Begitu pun dengan Mb' Ismaa Kazee, dia menjelaskan bahwa penulis perempuan yang mengangkat tema pengarusutamaan gender masih sangat minim, kita harus menciptakan regenerasi untuk penulis perempuan. mb' Ulfatin CH juga menjelaskan akan kekuatan syair itu sangat dasyat merubah pola pikir masyarakat.
untuk lebih jelasnya simak notulensi dari kami, semoga bermanfaat:
Abidah El-Khaliqy:
Terima kasih untuk kedatangan dan kesabaran
teman-teman serta molornya juga J. Saya yakin
semua sudah baca makna wal’ashri, ini
luar biasa. Calon sastrawan memang harus begini J
Di Majenang ada Ponpes Miftahul Huda,
dipimpin oleh mantan Dirjen haji Kemenag Pusat, Bpk KH Slamet Riyanto. Saya
ditodong memberikan setetes ilmu kepada para wakil santri, kyai, bu nyai yang
ada di situ. Karena acaranya mendadak, saya bicara apa saja yang penting
bagaimana mereka tahu dari yang sedikit
itu. Acara itu begitu penuh dan padat. Dalam perjalanan itu saya disms
Azzah, “mbak jangan lupa besok acara Sarasehan ya”. Saya bilang: “saya siap”,
padahal belum saat itu. Tapi sekarang saya sudah siap.
Setahu saya kata “pengarusutamaan”
itu dari kata “Mainstream”, berarti pemainstreaman
gender dalam karya sastra. Saya pikir ini berhubungan dengan novel “Perempuan
Berkalung Sorban”. Kalau saya harus membicarakan novel itu dari A sampe Z kita
akan ketemu dengan tema ini dengan sempurna.
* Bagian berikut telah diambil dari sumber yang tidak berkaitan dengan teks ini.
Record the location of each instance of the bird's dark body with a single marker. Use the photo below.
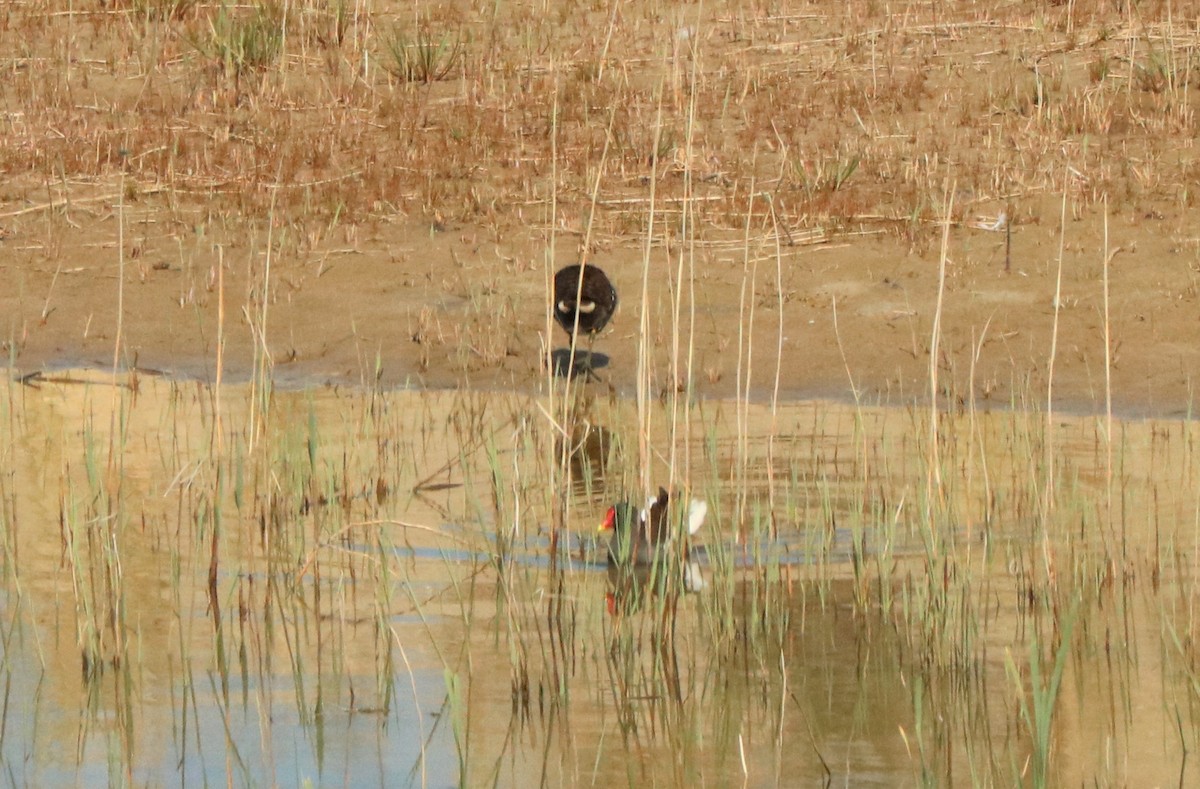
(594, 302)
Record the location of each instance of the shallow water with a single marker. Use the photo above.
(363, 588)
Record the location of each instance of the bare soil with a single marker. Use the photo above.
(787, 169)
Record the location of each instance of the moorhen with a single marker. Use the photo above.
(646, 543)
(589, 302)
Pagi ini akan saya ceritakan novel
ini, latarnya, dibikinnya seperti apa, proses dibuat film seperti apa lalu ada
kontroversi.
Gagasan awalnya adalah dari Yayasan
Kesejahteraan Fatayat (YKF) DIY. Kami bergabung di situ dan menggagas sebuah
media pemberdayaan perempuan melalui novel, maka ditulislah novel ini. Jadi ide
awalnya dari YKF karena mereka punya program pemberdayaan perempuan. Saya bukan
dari YKF. Saya dipanggil untuk hadir, kemudian kami sepakat. Saya lihat apa
yang akan dilakukan YKF itu bukan hanya bagus tapi juga mulia.
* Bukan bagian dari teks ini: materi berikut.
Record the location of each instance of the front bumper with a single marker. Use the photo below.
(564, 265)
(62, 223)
Novel ini kan isinya kampanye tentang
hak reproduksi perempuan, seputar fiqhunnisa.
Pengetahuan kita tentang kesehatan reproduksi adalah ketika kita hamil,
menyusui, hanya sampai di situ. Padahal ternyata ketika kita ingin mengetahui
lebih jauh tentang reproduksi ini di sana ada hak-hak perempuan. Dalam fiqhunnisa sudah diatur bahkan sudah diratifikasi
oleh PBB, namum belum tersosialisasi. Ternyata di situ saya tahu hak reproduksi
peremouan itu menyangkut seluruh daur kehidupan peremouan dari mulai lahir sampai
ke liang lahat. Seperti belajar dari lahir sampai mati minal mahdi ilallahdi. Mulai aqiqah, laki-laki 2 kambing perempuan
hanya satu. Ketika perempuan mens ada hak reproduksi yang perlu diberikan oleh
masyarakat. Kita sendiri sebagai perempuan belum tahu. Inilah yang ingin
disampaikan oleh novel ini.
Karena ini karya fiksi maka aturannya
juga fiksi. Kira-kira tema seperti ini ada kesamaan dengan karya saya. Atas
alasan inilah YKF memilih saya untuk nulis itu. Kita adakan kolaborasi. Ide ini
adalah ide besar dan saya belum pernah mendapati di Indonesia
ini satu lembaga atau yayasan
yang menggagas ide pemberdayaan perempuan melalui novel.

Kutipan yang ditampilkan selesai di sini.